Esther Kangali experienced excruciating pain while working on her mother’s farm in eastern Kenya.
She looked down to see a large snake wrapped around her left leg.
Her screams brought her mother running.
Despite being rushed to a nearby health center, there was no antivenom available.
Even a referral hospital lacked the necessary treatment.
By the time she reached a hospital in Nairobi two days later, her leg had to be amputated due to the delay.
The 32-year-old mother of five believes her ordeal could have been prevented if local clinics in snakebite-prone areas were stocked with antivenom.
Kitui County, where the Kangalis reside, has the second highest number of snakebite victims in Kenya, according to the health ministry, which reported 20,000 cases last year.
Annually, around 4,000 people in Kenya die from snakebites, while 7,000 suffer from paralysis or other severe complications, as noted by the local Institute of Primate Research.
The situation appears to be worsening. As deforestation and agricultural expansion continue, and climate patterns become more erratic, snakes are increasingly encroaching on human settlements.
Geoffrey Maranga, a senior herpetologist at the Kenya Snakebite Research and Intervention Center, explained,
“We are causing adverse effects on their habitats like forest destruction, and eventually we are having snakes come into our homes primarily to seek for water or food, and eventually we have the conflict between humans and the snakes.”
Climate change exacerbates the issue, driving snakes into homes in search of water during dry spells and shelter during wet periods.
Maranga and his colleagues are collaborating with the Liverpool School of Tropical Medicine to develop effective and safe snakebite treatments, aiming to eventually produce antivenom locally.
Maranga’s center estimates that over half of those bitten by snakes in Kenya do not seek hospital treatment due to cost and accessibility issues, often opting for traditional remedies instead.
Currently, Kenya imports antivenom from Mexico and India.
However, antivenom is typically region-specific, meaning treatments effective in one area may not work in another.

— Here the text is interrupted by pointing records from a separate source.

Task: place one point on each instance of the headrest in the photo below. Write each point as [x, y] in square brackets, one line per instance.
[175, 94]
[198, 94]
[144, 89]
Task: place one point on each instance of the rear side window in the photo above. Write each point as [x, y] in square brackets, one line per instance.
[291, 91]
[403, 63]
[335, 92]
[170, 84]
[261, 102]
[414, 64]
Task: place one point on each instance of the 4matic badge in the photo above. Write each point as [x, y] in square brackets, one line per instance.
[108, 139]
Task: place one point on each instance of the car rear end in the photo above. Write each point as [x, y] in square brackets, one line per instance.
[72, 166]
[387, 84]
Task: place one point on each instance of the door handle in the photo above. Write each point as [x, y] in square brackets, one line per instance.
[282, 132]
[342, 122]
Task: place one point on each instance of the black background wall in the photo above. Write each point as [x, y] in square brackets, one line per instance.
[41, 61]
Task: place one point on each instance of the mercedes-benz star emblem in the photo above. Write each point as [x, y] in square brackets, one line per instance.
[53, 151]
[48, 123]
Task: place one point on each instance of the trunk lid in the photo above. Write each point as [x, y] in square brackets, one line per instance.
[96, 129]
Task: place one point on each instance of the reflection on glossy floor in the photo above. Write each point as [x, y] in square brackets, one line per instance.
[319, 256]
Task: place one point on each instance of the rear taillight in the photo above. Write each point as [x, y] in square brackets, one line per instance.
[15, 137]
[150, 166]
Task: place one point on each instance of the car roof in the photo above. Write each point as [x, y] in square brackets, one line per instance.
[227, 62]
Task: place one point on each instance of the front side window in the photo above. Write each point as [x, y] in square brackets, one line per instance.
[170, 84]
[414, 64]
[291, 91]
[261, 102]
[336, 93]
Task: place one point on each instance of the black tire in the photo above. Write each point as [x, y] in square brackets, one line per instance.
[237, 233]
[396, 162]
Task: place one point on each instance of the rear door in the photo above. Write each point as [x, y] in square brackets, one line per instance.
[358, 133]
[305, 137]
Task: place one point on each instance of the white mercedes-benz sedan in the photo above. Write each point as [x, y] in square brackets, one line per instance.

Part of Maranga and his colleague Fredrick Angotte’s work involves extracting venom from the black mamba, one of Africa’s most dangerous snakes.
This venom is crucial for creating the next generation of antivenom.
“The current conventional antivenoms are quite old and suffer certain inherent deficiencies,” said George Omondi, the head of the Kenya Snakebite Research and Intervention Center, noting side effects as a key issue.
The researchers anticipate that improved antivenoms will be available in two to three years.
They estimate that Kenya will need 100,000 vials annually, though local production capacity remains uncertain.
Their research also aims to make antivenom more affordable. Even when available, up to five vials may be required, costing as much as $300.
In the meantime, the research center conducts community outreach, educating health workers and the public on snakebite prevention, first aid, and treatment.
The objective is to reduce the number of Kenyans who suffer like Kangali’s neighbor, Benjamin Munge, who died in 2020 four days after a snakebite due to the unavailability of antivenom.
Kangali’s mother, Anna, believes the solution lies with humans: “If the snakebite medicine can come to the grassroots, we will all get help.”